Le premier est le mécanisme de suspension d'enquête qui peut être pris à l'initiative du responsable de l'opération. Pendant les six mois de la parenthèse du projet (suspension), le projet peut être modifié. Après l'information du public, l'enquête est alors ré-ouverte pour une période d'au moins 30 jours.
Le second est le mécanisme d'enquête complémentaire qui permet, au vue des conclusions du commissaire enquêteur, de modifier le projet en modifiant son économie générale. Une enquête complémentaire est alors ouverte, allégée par rapport à une enquête classique, puisqu'elle porte uniquement « sur les avantages et inconvénients de ces modifications pour le projet et pour l'environnement » et peut n'être organisée que sur les territoires concernés par la modification.
Objectif prévisionnel : prendre en considération l'avis du public
Le décret examiné prévoit d'améliorer la prise en considération de l'avis du public. C’est à dire qu’après clôture de l'enquête, le commissaire-enquêteur doit rencontrer le responsable du projet et lui communiquer ses observations ; en réponse, le responsable doit communiquer les siennes. Enfin, les décisions prises après conclusions défavorables du commissaire-enquêteur doivent faire l'objet d'une délibération motivée réitérant la demande d'autorisation de déclaration d'utilité publique de l'organe délibérant de la collectivité ou de l'établissement concerné. Le bilan de la procédure doit être joint à l'enquête publique.

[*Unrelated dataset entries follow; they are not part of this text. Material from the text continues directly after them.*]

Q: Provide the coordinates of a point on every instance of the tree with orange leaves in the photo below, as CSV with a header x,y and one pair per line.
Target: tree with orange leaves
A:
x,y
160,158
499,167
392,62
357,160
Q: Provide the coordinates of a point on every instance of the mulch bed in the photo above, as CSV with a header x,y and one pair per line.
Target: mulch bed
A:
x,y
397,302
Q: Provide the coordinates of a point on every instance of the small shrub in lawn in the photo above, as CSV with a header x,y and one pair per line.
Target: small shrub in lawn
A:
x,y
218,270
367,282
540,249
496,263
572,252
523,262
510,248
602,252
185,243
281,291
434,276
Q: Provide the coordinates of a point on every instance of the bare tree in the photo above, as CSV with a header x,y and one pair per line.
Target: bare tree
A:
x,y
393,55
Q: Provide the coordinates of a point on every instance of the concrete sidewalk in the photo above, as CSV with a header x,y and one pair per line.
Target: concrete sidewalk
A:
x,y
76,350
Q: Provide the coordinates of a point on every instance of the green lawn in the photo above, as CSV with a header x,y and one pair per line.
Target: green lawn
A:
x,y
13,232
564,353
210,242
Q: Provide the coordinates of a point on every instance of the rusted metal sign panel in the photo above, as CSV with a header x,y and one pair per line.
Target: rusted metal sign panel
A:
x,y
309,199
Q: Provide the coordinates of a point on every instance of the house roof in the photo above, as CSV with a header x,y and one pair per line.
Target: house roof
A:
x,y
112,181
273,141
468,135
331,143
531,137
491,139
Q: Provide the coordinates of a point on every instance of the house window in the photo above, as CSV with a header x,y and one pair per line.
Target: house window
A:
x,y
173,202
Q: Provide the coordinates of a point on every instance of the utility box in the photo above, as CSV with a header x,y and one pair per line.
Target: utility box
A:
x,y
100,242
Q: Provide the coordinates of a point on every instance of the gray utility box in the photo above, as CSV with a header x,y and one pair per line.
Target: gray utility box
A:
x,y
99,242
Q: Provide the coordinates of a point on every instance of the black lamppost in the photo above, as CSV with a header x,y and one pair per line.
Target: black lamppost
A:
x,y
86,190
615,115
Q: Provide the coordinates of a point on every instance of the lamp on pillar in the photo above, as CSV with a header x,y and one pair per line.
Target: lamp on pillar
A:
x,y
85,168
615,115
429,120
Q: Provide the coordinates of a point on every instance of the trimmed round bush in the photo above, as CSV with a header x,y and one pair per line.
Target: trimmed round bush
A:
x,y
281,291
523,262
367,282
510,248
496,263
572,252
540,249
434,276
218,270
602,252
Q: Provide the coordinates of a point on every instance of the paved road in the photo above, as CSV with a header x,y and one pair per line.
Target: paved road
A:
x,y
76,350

Objectif inavoué : une participation simpliste
Il résulte de la lecture de ce décret que, derrière les objectifs précités et la disparition d’un formalisme pesant, l’Etat s’inscrit dans un flou qui résulte de la « multiplication des procédures facultatives de concertation en amont de l'enquête publique laissées à la discrétion des opérateurs ».
Laissé à un décret, c’est-à -dire à l’Exécutif, le soin d’encadrer des droits à participation des citoyens est symptomatique d’une façon de penser la démocratie. Le Législateur, fatigué s’il en est, concède son devoir de veiller à la pérennité et l’efficacité des principes  et de  leurs exercices en matière de droit à l’information du citoyen, dans le cadre des projets d’aménagement.
Il est certain qu’une simplification était nécessaire. Mais plus qu’une simplification, c’était une clarification qui aurait été la bienvenue. Or on assiste plus à une déqualification des procédures de participation du citoyen sous couvert de simplification au profit d’un transfert de compétences vers les opérateurs de l’aménagement qui pourront s’abstraire de cette participation moyennant une disqualification des modifications en jeu.
Le jeu de l’Exécutif est simpliste : sous couvert de permettre au citoyen de s’y reconnaître dans le fouillis des procédures d’enquêtes publiques, il redessine complètement le paysage et y introduit un flou qui n’a rien d’artistique, le but étant de restreindre les possibilités de cette participation tout en lui donnant l’apparence d’une meilleure participation.
Comme quoi, le mieux est souvent l’ennemi du bien, surtout en matière de droits fondamentaux comme celui du droit à l’information. Car le mieux est toujours celui qui y a intérêt tandis que le bien est souvent commun.